How young adults manage cancer diagnosis

A cancer diagnosis can be devastating.

It's estimated that 191,300 Canadians developed cancer in 2014.

A cancer diagnosis as early as the age of 15 is unthinkable – yet young adults account for about two per cent of all patients diagnosed with cancer in Canada. The Princess Margaret Cancer Centre has approximately 1,300 newly diagnosed young patients each year under the age of 39.

The Adolescent and Young Adult (AYA) Oncology​​ program at The Princess Margaret provides personalized, supportive, non-medical care for patients 39 and under.

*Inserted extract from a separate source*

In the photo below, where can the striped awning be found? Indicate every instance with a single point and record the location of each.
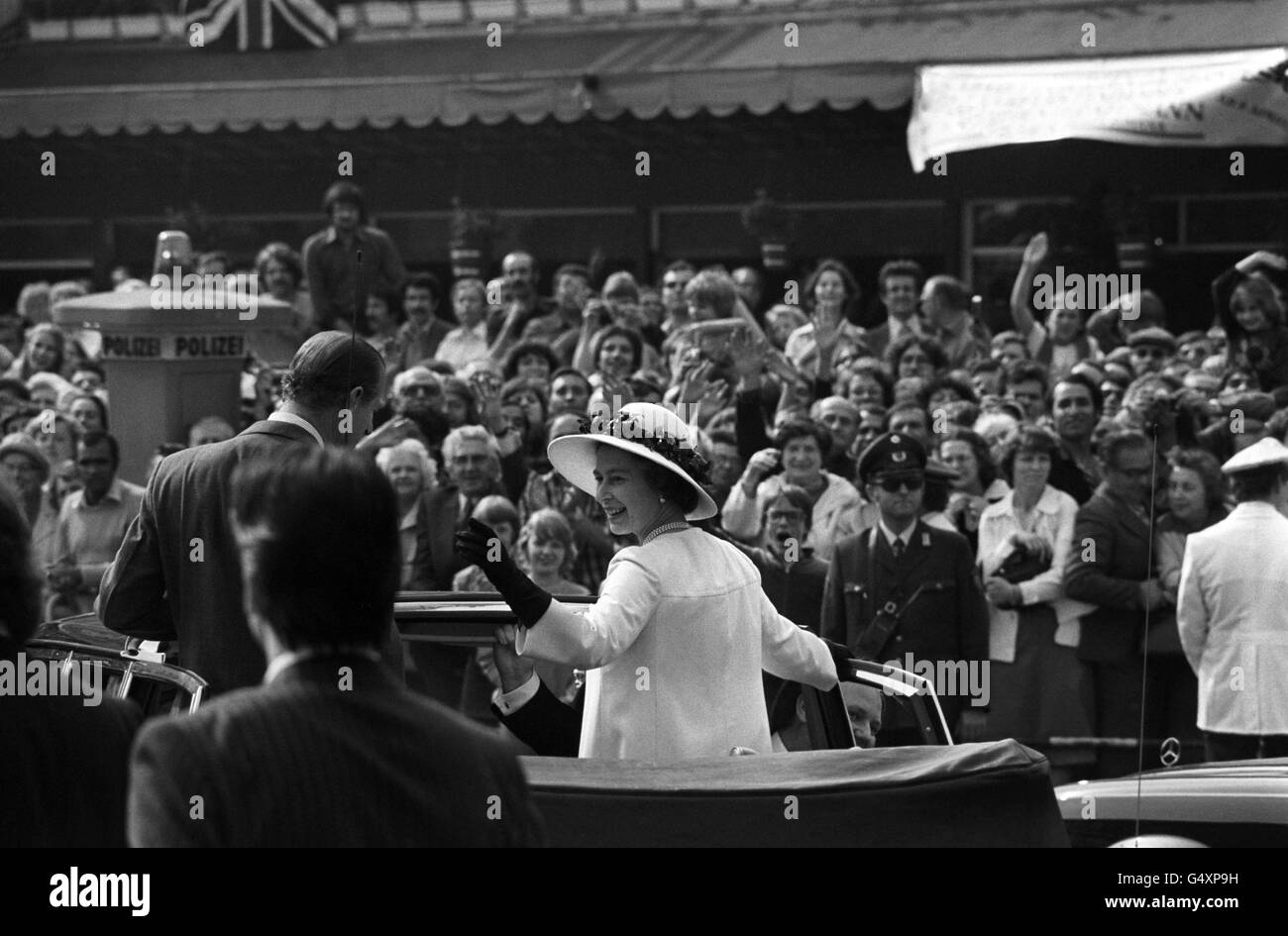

Young adult patients often have different needs than those diagnosed when they are older. Their needs may be related to: 
 
  • Fertility preservation and risks
  • Sexuality and sexual health
  • School and work transitions
  • Social relationships
  • Nutrition
  • Exercise​
 
     







There are many young adults living with cancer who don't expect a diagnosis at their age. They're focused on finishing school, starting work, or building a family. It can be isolating," says Seline Tam, an intern with the AYA Program and organizer of the Look Good Feel Good event held for young adult patients.

"It's important for us to have events that bring young people together to have a good time and take their minds off of their diagnoses."

The event started in the Wig Salon at The Princess Margaret where Laurie Tucker, wig specialist, discussed different wig types and had a young patient model a wig for the group.


 L to R: Laurie Tucker, Paulene Harvey and Adriana Lombardo. Adriana, 17, diagnosed
with leukemia, models a bright orange scarf. (Photo: AYA Program)​


Susan Wener also came in to talk about the Look Good Feel Better (LGFB) program, a free two-hour workshop for women diagnosed with cancer. During the workshop, patients are provided with skin care and make-up tips, along with beauty products for their personal use. The program dedicates the first Wednesday workshop of each month to young adult patients at the cancer centre. 

As an alternative to wigs, Paulene Harvey, who runs a scarf-tying workshop at the Wig Salon on the second and fourth Tuesday of each month, also came in to do a head-wrapping demonstration.

"Scarves are a fashion statement," says Harvey. "They are not just for girls – guys can wear them too."

In the second half of the event at the Pencer Centre, two cancer survivors spoke about their experience being diagnosed as young adults.

Margaret Lynch, director, Internet and Social Media at The Princess Margaret Cancer Foundation, was diagnosed with leukemia at a young age. Although the success rate of a bone marrow transplant was low, she took a chance on it, and has now been cancer free for over 25 years.

Tyler McGregor was an able-bodied hockey player until he was diagnosed with spindle cell sarcoma, resulting in an amputation. In spite of his amputation, he continues to play hockey –sledge hockey – and eventually played at the 2014 Sochi Paralympics from which he brought home a bronze medal for Canada.

Finally, the night concluded with a special performance from Shawn Mendes, a young international breakout artist from Toronto, known for his hit, 'Life of the Party.' 
 
Description: AYA-event---shawn-mendes-main-size.jpg 
Shawn Mendes, international artist, gave a special performance at the event.
(Photo: AYA Program)​
 
"There are very few activities for young patients at our hospital so holding this AYA event was very important to us – and it fortunately included some very special guests," says Laura Mitchell, Clinical Nurse Specialist in the AYA Program.